This is a proposal, at the highest level, of what we try to measure to improve the productivity of engineering teams. This should help guide the creation of metrics and analysis systems. This is not a complete listing of every single thing that we want to measure regarding developer productivity. It is an aspirational description of how we would ideally be measuring things and how we should come up with new metrics.
It is based on the Goals, Signals, Metrics system. This document contains our primary Goals and Signals.
The simplest statement of our goal would be:
Developers at LinkedIn are productive and happy.
That could use some clarification, though.
What "productive" means isn't very clear, though—what are we actually talking about? So, we can refine "Developers at LinkedIn are productive" to:
Developers at LinkedIn are able to effectively and efficiently accomplish their intentions regarding LinkedIn's software systems.

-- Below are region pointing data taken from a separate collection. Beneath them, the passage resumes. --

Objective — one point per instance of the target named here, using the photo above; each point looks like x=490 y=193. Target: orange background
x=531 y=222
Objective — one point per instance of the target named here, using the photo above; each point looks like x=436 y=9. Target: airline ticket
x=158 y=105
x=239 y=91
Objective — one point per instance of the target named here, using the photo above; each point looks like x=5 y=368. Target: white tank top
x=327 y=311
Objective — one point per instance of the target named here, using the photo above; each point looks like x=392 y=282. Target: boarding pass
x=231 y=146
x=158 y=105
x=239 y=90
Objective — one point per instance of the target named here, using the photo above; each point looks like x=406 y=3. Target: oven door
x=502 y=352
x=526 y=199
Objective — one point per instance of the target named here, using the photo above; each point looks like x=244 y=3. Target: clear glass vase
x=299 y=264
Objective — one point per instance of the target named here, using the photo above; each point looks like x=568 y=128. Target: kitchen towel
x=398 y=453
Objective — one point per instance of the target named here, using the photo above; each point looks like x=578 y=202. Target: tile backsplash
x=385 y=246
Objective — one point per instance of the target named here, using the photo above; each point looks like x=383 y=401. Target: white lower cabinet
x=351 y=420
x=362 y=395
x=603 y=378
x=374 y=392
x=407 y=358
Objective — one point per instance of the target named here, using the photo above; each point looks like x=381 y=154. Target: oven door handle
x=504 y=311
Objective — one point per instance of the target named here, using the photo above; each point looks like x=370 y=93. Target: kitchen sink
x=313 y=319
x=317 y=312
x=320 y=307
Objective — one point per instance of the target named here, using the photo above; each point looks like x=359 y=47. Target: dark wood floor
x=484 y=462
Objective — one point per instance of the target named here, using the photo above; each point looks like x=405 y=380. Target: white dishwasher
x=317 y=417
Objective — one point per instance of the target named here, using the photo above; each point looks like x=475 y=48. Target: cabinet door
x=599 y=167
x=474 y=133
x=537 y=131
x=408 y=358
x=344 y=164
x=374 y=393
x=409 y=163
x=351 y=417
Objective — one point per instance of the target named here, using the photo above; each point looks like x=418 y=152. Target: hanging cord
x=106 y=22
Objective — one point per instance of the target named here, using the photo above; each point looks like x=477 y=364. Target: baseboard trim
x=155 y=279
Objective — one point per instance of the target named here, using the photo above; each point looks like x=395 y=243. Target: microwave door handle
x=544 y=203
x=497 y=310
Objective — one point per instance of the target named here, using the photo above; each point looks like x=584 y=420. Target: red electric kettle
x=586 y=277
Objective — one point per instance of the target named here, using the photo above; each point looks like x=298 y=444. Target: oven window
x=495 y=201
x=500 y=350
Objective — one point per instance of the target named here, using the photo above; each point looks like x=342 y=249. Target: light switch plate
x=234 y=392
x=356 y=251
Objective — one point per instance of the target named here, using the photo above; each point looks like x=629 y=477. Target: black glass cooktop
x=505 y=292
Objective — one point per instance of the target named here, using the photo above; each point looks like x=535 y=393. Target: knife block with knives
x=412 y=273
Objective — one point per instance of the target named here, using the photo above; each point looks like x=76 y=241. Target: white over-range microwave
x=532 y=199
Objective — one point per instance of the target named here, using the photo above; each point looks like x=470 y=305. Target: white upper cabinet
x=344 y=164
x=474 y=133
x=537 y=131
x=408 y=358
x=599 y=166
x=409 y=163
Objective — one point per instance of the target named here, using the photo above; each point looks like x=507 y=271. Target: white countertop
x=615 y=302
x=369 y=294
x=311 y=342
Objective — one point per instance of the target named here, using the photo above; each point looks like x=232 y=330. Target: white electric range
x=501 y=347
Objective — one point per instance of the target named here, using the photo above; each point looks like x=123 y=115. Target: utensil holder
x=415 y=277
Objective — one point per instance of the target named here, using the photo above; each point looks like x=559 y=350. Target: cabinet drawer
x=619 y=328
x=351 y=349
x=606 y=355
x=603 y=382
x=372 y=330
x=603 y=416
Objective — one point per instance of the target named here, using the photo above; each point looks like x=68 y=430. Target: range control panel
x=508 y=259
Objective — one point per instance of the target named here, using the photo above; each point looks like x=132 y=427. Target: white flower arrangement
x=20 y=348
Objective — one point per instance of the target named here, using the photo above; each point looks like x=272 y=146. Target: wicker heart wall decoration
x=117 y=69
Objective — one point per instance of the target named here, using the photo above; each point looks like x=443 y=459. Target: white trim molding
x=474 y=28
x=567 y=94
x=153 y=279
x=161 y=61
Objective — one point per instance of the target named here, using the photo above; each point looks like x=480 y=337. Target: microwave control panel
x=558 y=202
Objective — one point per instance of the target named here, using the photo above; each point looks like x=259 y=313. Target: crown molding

This is a more precise way of stating exactly what we mean by "productive." A person is productive, by definition, if they produce products efficiently. "Efficiently" implies that you want to measure something about how long it takes or how often a product can be produced. So that means that we have to have a time that we start measuring from, and a time that we stop measuring at. The earliest point we can think of wanting to measure is the moment when the developer directly intends to do something (as in, the intention they have right before they start to take action, not the first time they have some idle thought), and the last moment is when that action is totally complete.
There are many different intentions a developer could have: gathering requirements, writing code, running tests, releasing software, creating a whole feature end-to-end, etc. They exist on different levels and different scopes. It's "fractal," basically—there are larger intentions (like "build a whole software system") that have smaller intentions within them (like "write this code change"), which themselves have smaller intentions within them ("run a build"), etc.

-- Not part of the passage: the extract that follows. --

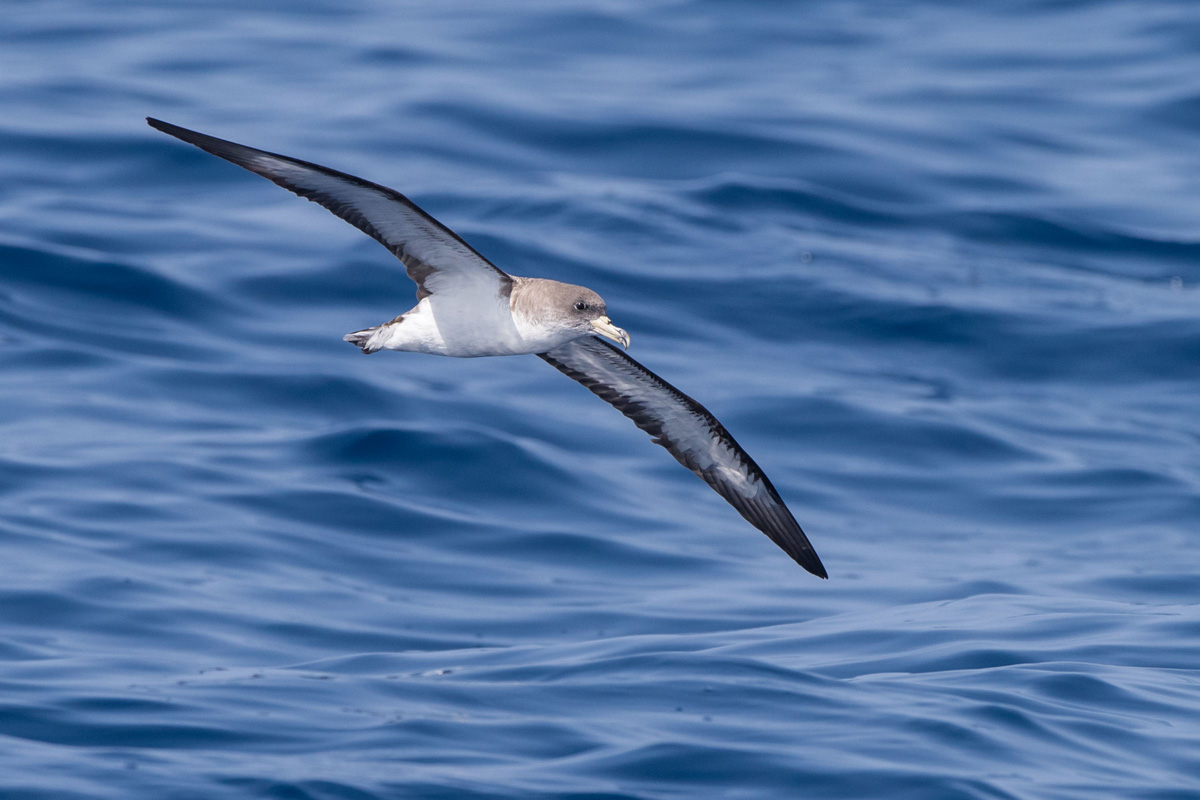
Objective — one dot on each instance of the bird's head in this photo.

The goal also states "effectively," because we don't just care that a result was fast, we care that the intention was actually carried out in the most complete sense. For example, if I can release my software quickly but my service has 3 major production incidents a day, then I'm not as effective as I could be, even if I'm efficient. It's reasonable to assume that no developer intends to release a service that fails catastrophically multiple times a day, so that system isn't accomplishing a developer's intention.
Happy about what? Well, here's a more precise statement:
Developers at LinkedIn are happy with the tools, systems, processes, facilities, and activities involved in software development at LinkedIn.

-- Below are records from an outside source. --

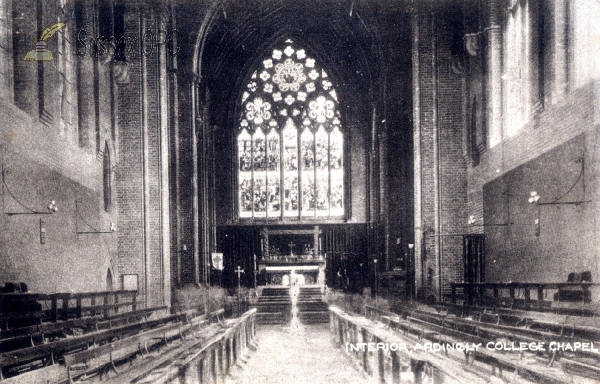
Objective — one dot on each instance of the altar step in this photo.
(311, 307)
(274, 306)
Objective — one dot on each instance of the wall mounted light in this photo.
(52, 207)
(534, 199)
(111, 228)
(472, 223)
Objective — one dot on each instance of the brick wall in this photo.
(142, 183)
(440, 167)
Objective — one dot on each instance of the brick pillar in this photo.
(426, 188)
(142, 193)
(561, 40)
(6, 50)
(492, 40)
(440, 166)
(25, 35)
(86, 29)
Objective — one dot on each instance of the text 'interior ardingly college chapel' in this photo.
(400, 191)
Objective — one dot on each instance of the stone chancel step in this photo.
(274, 306)
(311, 308)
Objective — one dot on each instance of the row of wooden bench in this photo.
(92, 351)
(24, 309)
(526, 296)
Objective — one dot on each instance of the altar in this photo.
(292, 256)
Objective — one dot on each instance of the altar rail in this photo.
(529, 296)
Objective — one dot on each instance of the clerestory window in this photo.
(290, 140)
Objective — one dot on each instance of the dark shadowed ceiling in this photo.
(353, 40)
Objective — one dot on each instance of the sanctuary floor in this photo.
(296, 353)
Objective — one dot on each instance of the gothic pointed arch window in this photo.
(106, 178)
(290, 140)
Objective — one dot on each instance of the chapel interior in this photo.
(184, 175)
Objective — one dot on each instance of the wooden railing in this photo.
(531, 296)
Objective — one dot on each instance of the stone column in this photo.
(6, 50)
(85, 52)
(492, 41)
(561, 42)
(25, 35)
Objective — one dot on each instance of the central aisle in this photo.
(296, 353)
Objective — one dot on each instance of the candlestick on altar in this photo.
(239, 271)
(255, 272)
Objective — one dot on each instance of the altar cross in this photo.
(239, 271)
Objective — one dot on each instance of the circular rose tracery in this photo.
(289, 75)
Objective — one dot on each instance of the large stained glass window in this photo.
(290, 140)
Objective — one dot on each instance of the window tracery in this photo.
(290, 141)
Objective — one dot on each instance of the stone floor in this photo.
(296, 353)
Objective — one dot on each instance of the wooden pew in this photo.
(42, 333)
(52, 351)
(94, 359)
(61, 306)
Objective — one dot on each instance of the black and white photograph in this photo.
(300, 191)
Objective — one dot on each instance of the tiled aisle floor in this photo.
(296, 353)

Note that although the primary focus of our team is on Tools & Infrastructure, neither of these goals absolutely limit us to Tools & Infrastructure. If we discover that something outside of our area is impacting developer productivity in a significant way, like a facilities issue or process issue, we should feel empowered to raise that issue to the group that handles that problem.
Let's break down each goal by its parts.
We'll break this down into signals for "effective" and signals for "efficient."
Essentially, we want to measure the time between when a developer has an intention and the time when they accomplish that intention. This is probably best framed as:
The time from when a developer starts taking an action to when they accomplish what they were intending to accomplish, with that action.
It's worth remembering that there are many different types of intentions and actions that a developer takes, some large, some small. Here are some examples of more specific signals that you might want to examine:
- The time between when a developer encounters a problem or confusion and when they get the answer they are looking for (such as via docs, support, etc.).
- How long it takes from when developers start writing a piece of code to when it is released in production.
There are many other signals that you could come up with—those are just examples.
It's also worth keeping in mind:
The most important resource we are measuring, in terms of efficiency, is the amount of time that software engineers have to spend on something.
That's sort of a restatement of the above signal, but it's a clearer way to think about some types of specific signals. In particular, it considers the whole sum of time spent on things. For example, these could be specific signals that you want to measure:
- How much time developers actually spend waiting for builds each day.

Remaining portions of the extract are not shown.